Associate Professor Craig Stevens. Credit: Aitana Forcén-Vázquez

Associate Professor Craig Stevens from NIWA will explore how heat and energy are transported through the turbulent waters of Cook Strait, to help understand how our planet’s oceans are warming

Published 2 November 2017

Deploying ocean turbulence instruments in Cook Strait 2

Deploying ocean turbulence instruments in Cook Strait. Credit: Craig Stevens

Ninety percent of the solar heat captured by the planet is stored in the oceans. Understanding the processes that transport and mix this heat is vital for predicting its transfer around the globe, and thus our climate. The efficiency of ocean mixing has been determined for areas with low-to-moderate turbulence. However, we are yet to understand and describe the efficiency of mixing in regions with extreme turbulence.

The Marsden Fund has awarded Associate Professor Craig Stevens, of the National Institute of Water and Atmospheric Research (NIWA) and the University of Auckland, a grant to quantify the efficiency of mixing in the Cook Strait under a spring tide ― ocean conditions that are amongst the most turbulent in the world. This project has been dubbed Project Cookie-Monster (Cook Strait Internal Energetics Monitoring and Synthesis), a name that alludes to the monstrous conditions in which sampling will take place. 
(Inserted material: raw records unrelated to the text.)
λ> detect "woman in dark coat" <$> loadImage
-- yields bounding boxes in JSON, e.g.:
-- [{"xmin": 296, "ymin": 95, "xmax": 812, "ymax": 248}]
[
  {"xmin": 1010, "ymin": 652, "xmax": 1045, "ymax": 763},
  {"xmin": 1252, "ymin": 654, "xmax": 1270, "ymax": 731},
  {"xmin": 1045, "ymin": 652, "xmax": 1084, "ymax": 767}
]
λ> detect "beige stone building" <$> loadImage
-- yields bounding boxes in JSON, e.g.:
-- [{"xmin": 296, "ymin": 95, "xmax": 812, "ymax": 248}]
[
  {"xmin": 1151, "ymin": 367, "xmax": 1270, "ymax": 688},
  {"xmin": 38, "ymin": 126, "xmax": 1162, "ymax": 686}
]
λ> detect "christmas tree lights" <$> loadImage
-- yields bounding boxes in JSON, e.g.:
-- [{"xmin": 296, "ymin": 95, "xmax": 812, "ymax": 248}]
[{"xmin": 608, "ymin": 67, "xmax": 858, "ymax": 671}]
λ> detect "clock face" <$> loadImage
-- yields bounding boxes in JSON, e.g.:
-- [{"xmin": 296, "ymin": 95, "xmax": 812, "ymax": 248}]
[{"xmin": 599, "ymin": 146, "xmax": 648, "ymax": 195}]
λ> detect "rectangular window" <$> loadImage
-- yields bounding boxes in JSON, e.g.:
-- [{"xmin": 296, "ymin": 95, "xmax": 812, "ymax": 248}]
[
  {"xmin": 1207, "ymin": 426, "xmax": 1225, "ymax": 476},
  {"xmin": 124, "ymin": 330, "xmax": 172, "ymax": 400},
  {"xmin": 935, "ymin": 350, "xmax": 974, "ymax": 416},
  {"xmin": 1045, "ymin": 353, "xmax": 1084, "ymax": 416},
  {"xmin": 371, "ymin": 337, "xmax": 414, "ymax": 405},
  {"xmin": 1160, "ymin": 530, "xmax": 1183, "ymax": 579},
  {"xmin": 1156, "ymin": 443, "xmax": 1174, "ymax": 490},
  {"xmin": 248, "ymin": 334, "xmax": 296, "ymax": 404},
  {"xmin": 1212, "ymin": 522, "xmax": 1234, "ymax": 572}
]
Associate Professor Stevens, colleague Dr Joe O’Callaghan and researchers from Australia and USA will use the latest technology, including ocean gliders and autonomous profilers, to develop a better way to represent mixing in the ocean. Drifting turbulence-measuring robots will then be deployed into the massive Antarctic Circumpolar Current to look at how this understanding holds up in the largest ocean current on the planet.

In demystifying the processes involved in ocean mixing in highly turbulent areas, Project Cookie-Monster will help to quantify a fundamental parameter in modelling ocean fluids and thus improving our ability to estimate the distribution of heat around the globe.